In Issue

  • Consideration of the extent to which damages should be reduced for contributory negligence in a blameless accident.

The Background

At 1:40am on 14 August 2010, the appellant was walking along an unlit road when he was struck from behind by a car driven by the respondent. Both the appellant and the respondent were affected by alcohol at the time of the accident.

The Decision at Trial

The trial judge found that the respondent had driven her vehicle off the bitumen road and onto the gravel verge where the appellant was walking. The trial judge found the appellant 40% contributorily negligent as he had walked along a narrow, unlit road facing away from oncoming traffic. The trial judge awarded damages in the sum of $1,556,378.80.

The Issues on Appeal

The appellant appealed the decision on the ground that the damages award was inadequate. The respondent cross-appealed against the finding that she was negligent.

The Decision on Appeal

The Court of Appeal allowed the cross-appeal and set aside the trial judge’s orders. It held that the evidence did not support the finding that the appellant was standing on the gravel verge of the road immediately before the accident. During the hearing, the appellant was granted leave to file an amended Notice of Appeal (“the amended appeal”).

The Issues on the Amended Appeal

The appellant submitted that the trial judge erred in failing to find in the alternative that it was a blameless accident within the meaning of s 7A of the Motor Accident Compensation Act 1999 (NSW) (“MACA”). The respondent sought leave to argue that Axiak v Ingram [2012] NSWCA 311 was wrongly decided insofar as it held that a plaintiff could rely on the blameless motor accident provisions of the MACA notwithstanding that the plaintiff was contributorily negligent.

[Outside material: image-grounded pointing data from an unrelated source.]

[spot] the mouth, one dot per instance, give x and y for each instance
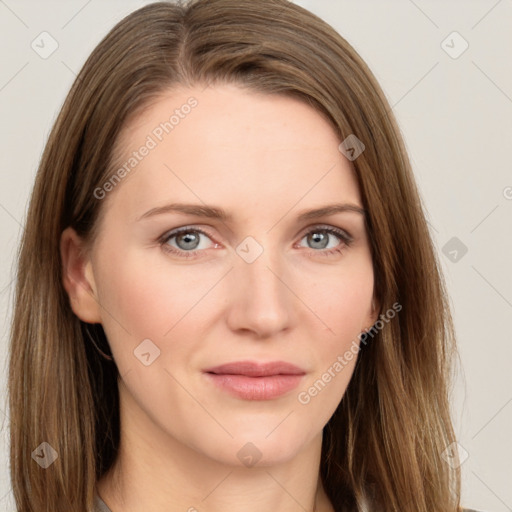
(256, 381)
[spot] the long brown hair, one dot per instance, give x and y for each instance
(385, 442)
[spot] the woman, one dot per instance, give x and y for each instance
(227, 294)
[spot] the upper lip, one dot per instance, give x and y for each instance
(255, 369)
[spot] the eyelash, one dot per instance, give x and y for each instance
(342, 235)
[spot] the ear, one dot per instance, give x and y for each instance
(373, 315)
(78, 278)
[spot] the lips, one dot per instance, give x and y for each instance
(250, 380)
(254, 369)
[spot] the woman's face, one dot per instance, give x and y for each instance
(263, 284)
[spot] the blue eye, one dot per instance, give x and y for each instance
(319, 236)
(187, 241)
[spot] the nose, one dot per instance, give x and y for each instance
(261, 301)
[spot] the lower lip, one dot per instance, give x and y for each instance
(256, 388)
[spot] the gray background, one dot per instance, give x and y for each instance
(455, 112)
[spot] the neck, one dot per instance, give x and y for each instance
(156, 473)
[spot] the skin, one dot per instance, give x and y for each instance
(263, 159)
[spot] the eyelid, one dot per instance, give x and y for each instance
(345, 237)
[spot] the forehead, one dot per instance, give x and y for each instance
(230, 146)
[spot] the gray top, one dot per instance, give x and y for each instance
(101, 506)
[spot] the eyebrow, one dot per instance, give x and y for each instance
(215, 212)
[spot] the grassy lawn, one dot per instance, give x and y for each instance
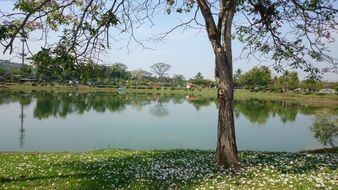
(166, 169)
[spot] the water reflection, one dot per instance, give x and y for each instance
(48, 105)
(325, 127)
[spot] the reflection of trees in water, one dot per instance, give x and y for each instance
(62, 104)
(159, 109)
(198, 102)
(325, 127)
(258, 111)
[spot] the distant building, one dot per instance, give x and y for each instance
(327, 91)
(190, 85)
(27, 80)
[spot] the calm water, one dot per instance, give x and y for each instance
(77, 122)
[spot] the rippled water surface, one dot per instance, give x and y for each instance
(76, 122)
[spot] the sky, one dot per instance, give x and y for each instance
(187, 51)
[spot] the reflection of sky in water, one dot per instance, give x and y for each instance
(154, 124)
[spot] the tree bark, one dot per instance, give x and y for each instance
(220, 39)
(226, 150)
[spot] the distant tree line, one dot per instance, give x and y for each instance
(261, 79)
(58, 66)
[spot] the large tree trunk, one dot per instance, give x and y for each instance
(226, 151)
(220, 39)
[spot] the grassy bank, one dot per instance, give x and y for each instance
(309, 99)
(171, 169)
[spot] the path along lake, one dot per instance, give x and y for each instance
(44, 121)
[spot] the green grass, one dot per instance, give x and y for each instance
(166, 169)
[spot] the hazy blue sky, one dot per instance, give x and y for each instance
(188, 52)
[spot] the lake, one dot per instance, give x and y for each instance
(43, 121)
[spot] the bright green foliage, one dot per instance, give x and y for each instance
(160, 69)
(119, 71)
(178, 80)
(257, 77)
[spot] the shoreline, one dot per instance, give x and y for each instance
(330, 100)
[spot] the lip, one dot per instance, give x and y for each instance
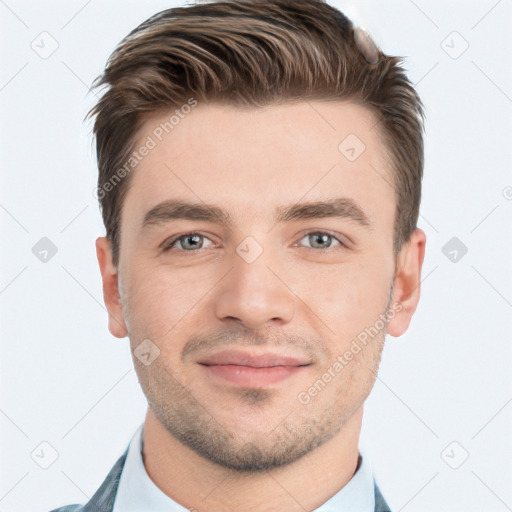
(252, 370)
(266, 360)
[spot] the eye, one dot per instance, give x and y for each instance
(321, 240)
(189, 242)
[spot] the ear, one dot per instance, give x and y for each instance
(407, 282)
(111, 297)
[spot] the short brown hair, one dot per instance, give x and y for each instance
(252, 53)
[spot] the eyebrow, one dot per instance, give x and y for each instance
(341, 207)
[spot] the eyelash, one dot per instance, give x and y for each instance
(170, 245)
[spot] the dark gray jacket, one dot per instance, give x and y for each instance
(103, 499)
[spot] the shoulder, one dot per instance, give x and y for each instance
(103, 499)
(380, 502)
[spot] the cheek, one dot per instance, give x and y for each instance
(349, 298)
(163, 299)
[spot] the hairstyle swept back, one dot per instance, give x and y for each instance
(250, 53)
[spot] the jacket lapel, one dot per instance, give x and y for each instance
(103, 499)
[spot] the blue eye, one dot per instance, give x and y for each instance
(192, 242)
(321, 240)
(189, 242)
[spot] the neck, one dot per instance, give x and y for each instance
(198, 484)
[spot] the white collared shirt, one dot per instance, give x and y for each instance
(137, 492)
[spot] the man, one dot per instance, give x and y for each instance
(260, 167)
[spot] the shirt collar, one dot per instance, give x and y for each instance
(138, 492)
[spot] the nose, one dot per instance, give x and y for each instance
(253, 294)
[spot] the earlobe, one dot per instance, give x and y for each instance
(111, 297)
(407, 283)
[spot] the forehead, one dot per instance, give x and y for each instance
(254, 160)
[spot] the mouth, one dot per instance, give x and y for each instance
(253, 370)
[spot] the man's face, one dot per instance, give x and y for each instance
(302, 283)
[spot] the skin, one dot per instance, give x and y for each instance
(208, 444)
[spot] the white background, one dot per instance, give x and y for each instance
(65, 380)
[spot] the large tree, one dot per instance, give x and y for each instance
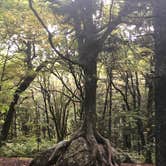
(93, 21)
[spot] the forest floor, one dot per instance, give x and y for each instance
(26, 161)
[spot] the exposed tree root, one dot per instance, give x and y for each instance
(81, 150)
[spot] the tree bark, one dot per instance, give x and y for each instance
(160, 80)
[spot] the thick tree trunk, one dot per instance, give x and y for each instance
(160, 80)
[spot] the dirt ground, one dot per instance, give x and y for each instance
(25, 162)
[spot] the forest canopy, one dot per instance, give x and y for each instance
(82, 74)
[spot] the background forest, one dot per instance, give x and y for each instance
(42, 91)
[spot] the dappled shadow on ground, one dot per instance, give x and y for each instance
(25, 162)
(14, 161)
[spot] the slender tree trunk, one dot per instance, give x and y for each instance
(160, 80)
(90, 71)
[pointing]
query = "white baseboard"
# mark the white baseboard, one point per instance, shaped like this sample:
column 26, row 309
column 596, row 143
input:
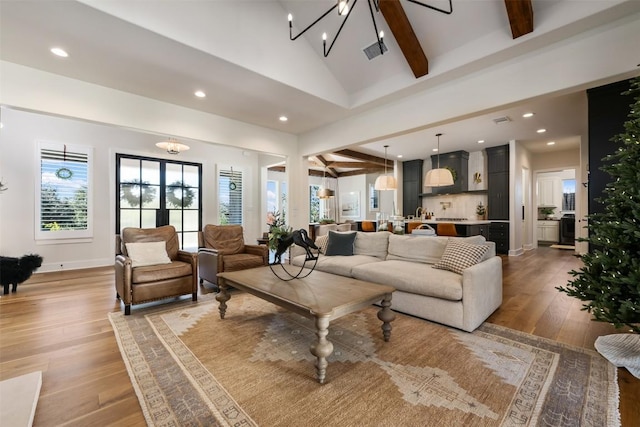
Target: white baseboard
column 516, row 252
column 75, row 265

The Decision on the Amended Appeal

The Court of Appeal refused to grant leave to the respondent to argue that Axiak v Ingram was wrongly decided. The Court of Appeal held that in a blameless accident case, the reduction of damages awarded to a contributorily negligent plaintiff is not based on a comparison between the conduct of the plaintiff and that of the defendant. The relevant question is how far the plaintiff has departed from the standard of care he or she is required to observe in the interests of his or her own safety. The Court of Appeal held that the appellant showed a serious disregard for his own safety but noted that he was not walking in the middle of the road and he was walking with another person. The Court of Appeal found it just and equitable to reduce the appellant’s damages by 50% and awarded the appellant $1,034,256.50.

Implications For You

This decision confirms that Axiak v Ingram is the test to use for calculating a reduction of damages for a blameless accident case. It also confirms that the fault of the plaintiff is not a relevant consideration for “fault” under s 7A MACA.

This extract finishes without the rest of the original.